Sentic-GCN Don't we need to reconcile SpaCy and BERT tokens?

First of all, thank you for releasing the program on your paper. What I'm curious about is that SpaCy divides sentences into word units, but BERT divides them into WordPiece units, so I think there will be a problem that the tokens are not accurately mapped to each other. I wonder which part of the program you uploaded deals with these problems.

Oct 01 '22 06:10 hjpark2017

First of all, thank you for releasing the program on your paper.

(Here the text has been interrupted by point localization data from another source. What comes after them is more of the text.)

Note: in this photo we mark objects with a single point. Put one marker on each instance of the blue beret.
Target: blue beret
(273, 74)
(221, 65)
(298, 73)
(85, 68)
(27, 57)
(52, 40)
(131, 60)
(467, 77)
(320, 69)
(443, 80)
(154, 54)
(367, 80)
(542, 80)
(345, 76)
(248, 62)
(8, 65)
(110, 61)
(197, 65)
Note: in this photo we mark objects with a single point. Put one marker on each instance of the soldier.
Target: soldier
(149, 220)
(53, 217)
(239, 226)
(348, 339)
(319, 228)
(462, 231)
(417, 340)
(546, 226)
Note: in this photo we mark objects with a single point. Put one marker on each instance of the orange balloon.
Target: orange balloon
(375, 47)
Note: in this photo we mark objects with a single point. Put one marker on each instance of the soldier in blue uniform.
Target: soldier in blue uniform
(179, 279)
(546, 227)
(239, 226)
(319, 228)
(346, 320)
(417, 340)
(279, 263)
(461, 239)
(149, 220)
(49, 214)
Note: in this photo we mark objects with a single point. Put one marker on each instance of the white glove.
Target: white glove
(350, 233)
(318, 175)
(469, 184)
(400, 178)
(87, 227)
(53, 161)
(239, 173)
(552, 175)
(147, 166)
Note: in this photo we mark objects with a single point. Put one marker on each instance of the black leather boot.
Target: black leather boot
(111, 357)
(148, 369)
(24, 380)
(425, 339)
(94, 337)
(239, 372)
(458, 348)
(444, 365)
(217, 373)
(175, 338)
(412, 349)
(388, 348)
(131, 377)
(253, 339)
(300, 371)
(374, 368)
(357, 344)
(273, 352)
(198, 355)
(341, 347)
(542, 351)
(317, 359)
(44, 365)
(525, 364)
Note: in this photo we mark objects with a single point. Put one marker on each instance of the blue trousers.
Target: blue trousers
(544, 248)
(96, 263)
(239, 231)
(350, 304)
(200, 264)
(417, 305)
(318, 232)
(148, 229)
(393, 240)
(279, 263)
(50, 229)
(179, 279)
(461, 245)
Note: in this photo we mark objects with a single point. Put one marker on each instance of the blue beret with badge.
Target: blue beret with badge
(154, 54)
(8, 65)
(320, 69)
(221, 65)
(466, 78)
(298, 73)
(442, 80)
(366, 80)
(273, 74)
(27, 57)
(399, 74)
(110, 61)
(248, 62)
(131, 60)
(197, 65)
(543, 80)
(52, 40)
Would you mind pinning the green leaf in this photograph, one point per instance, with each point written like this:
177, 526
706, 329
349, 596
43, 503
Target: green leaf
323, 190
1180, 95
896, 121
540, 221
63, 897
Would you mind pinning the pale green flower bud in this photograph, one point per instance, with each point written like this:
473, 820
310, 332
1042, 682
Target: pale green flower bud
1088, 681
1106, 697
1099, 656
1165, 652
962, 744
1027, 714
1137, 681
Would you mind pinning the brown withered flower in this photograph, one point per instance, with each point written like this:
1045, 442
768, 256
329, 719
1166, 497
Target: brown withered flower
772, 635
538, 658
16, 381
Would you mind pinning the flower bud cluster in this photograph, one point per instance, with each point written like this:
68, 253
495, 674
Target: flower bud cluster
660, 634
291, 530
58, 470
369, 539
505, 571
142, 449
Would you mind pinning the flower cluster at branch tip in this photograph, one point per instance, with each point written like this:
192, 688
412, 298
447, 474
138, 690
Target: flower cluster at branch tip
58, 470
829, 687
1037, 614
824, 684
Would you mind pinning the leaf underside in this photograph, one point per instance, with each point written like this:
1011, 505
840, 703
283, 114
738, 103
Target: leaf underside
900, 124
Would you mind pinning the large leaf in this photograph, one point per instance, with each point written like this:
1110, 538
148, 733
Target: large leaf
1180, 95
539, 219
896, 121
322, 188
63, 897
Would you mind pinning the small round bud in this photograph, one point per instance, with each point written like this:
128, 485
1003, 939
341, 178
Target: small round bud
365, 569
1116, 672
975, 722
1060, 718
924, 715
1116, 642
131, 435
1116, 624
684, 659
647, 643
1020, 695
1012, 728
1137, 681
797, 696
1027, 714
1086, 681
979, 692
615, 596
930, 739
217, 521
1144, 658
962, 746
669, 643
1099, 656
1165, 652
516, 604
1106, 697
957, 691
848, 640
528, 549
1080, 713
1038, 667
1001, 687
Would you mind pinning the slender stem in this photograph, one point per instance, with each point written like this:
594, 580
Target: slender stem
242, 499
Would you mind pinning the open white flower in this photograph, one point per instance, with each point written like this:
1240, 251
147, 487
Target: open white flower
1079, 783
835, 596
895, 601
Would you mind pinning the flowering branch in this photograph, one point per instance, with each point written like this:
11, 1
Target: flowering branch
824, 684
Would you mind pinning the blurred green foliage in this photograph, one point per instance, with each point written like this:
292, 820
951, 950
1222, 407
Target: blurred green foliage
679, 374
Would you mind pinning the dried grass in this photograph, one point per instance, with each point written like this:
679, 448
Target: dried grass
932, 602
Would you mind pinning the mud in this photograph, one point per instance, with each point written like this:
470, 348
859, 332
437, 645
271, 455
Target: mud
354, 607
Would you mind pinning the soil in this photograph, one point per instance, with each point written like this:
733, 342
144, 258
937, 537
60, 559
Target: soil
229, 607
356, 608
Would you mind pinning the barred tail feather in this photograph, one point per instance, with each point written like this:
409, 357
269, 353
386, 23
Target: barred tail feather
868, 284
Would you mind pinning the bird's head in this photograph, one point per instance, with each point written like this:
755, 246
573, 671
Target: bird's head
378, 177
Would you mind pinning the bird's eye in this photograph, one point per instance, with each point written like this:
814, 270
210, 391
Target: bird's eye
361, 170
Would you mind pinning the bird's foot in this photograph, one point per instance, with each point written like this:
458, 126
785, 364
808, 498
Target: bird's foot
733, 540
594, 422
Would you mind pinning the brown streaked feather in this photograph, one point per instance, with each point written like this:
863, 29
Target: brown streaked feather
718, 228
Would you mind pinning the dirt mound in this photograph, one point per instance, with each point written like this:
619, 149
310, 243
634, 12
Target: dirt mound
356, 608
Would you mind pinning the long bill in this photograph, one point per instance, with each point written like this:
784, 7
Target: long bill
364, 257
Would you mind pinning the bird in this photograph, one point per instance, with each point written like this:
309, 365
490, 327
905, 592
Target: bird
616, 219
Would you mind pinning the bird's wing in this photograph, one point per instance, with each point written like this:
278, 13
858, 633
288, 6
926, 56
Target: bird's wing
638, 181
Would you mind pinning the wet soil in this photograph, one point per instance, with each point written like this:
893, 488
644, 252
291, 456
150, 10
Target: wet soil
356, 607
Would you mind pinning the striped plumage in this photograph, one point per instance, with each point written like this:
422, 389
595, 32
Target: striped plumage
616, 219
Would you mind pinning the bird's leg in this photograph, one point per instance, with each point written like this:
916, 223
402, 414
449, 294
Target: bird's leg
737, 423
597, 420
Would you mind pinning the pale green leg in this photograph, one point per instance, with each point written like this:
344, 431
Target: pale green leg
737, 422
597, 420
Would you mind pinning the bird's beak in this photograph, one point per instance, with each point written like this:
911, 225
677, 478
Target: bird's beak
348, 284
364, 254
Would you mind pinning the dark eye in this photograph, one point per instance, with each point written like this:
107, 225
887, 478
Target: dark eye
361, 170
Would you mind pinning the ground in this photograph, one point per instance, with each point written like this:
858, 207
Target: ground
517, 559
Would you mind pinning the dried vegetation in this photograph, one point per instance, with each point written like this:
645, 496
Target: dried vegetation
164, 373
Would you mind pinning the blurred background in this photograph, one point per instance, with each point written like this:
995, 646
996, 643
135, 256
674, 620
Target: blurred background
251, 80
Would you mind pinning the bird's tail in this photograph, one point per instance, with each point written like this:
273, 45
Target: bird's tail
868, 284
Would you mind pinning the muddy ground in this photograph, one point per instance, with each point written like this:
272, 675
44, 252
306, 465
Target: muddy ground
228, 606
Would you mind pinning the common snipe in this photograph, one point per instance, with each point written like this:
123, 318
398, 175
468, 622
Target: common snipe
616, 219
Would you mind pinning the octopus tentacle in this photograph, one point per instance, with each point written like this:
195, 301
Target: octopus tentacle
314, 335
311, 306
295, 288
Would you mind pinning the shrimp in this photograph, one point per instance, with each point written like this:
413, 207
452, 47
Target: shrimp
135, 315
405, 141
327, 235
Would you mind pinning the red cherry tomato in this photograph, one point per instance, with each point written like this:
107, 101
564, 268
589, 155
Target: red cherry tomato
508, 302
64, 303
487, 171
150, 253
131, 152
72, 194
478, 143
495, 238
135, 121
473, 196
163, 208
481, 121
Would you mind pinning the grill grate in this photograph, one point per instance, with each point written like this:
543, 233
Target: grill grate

What I'm curious about is that SpaCy divides sentences into word units, but BERT divides them into WordPiece units, so I think there will be a problem that the tokens are not accurately mapped to each other. I wonder which part of the program you uploaded deals with these problems.

Hi, Thanks for your question. I do agree that SpaCy divides sentences into word units, but BERT divides them into WordPiece units. That is, the tokens of a small number of samples are not incongruent in SenticGCN-BERT. For the datasets of this work, however, most samples are consistent. Therefore, we do not deal with this problem in our work. Definitely, you can also align the WordPiece units of BERT model for better results. Please let me know if there is any problem. Thanks!!!

Oct 06 '22 13:10 BinLiang-NLP

I'm sorry for the late greeting. Thank you for your kind explanation!

May 30 '23 04:05 hjpark2017